If logistic is the log odds ratio, what's softmax?

2.7k Views Asked by At

I recently saw a nice explanation of logistic regression: With logistic regression, we want to model the probability of getting success, however you define that in the context of the problem. Probabilities are between 0 and 1, so we can't do a linear regression, but we can still do a linear regression if we wrote the probabilities in an equivalent form whose domain spanned the entire real line. The odds ratio, $\frac{P}{1-P}$, spans from 0 to infinity, so to get the rest of the way, the natural log of that spans from -infinity to infinity. Then we so a linear regression of that quantity, $\beta X = \log{\frac{P}{1-P}}$. When solving for the probability, we naturally end up with the logistic function, $P = \frac{e^{\beta X}}{1 + e^{\beta X}}$.

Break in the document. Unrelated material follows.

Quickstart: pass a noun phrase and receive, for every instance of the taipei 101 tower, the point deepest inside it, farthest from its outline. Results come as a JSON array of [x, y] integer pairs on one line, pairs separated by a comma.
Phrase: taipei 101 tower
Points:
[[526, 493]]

That explanation felt really intuitive for me, and it nicely explains why the output of the logistic function is interpreted as probabilities. The softmax function, $\frac{e^{x_i}}{\sum_k{e^{x_k}}}$ is supposed to generalize the logistic function to multiple classes instead of just two (success or failure).

Is there a similarly intuitive explanation for why the output of the softmax is a probability and how it generalizes the logistic function? I've seen various derivations, but they don't have the same ring to it that the log odds ratio does.

2

There are 2 best solutions below

3
On BEST ANSWER

I will separate my answer based on your 2 questions:

  1. How does softmax generalizes the logistic function?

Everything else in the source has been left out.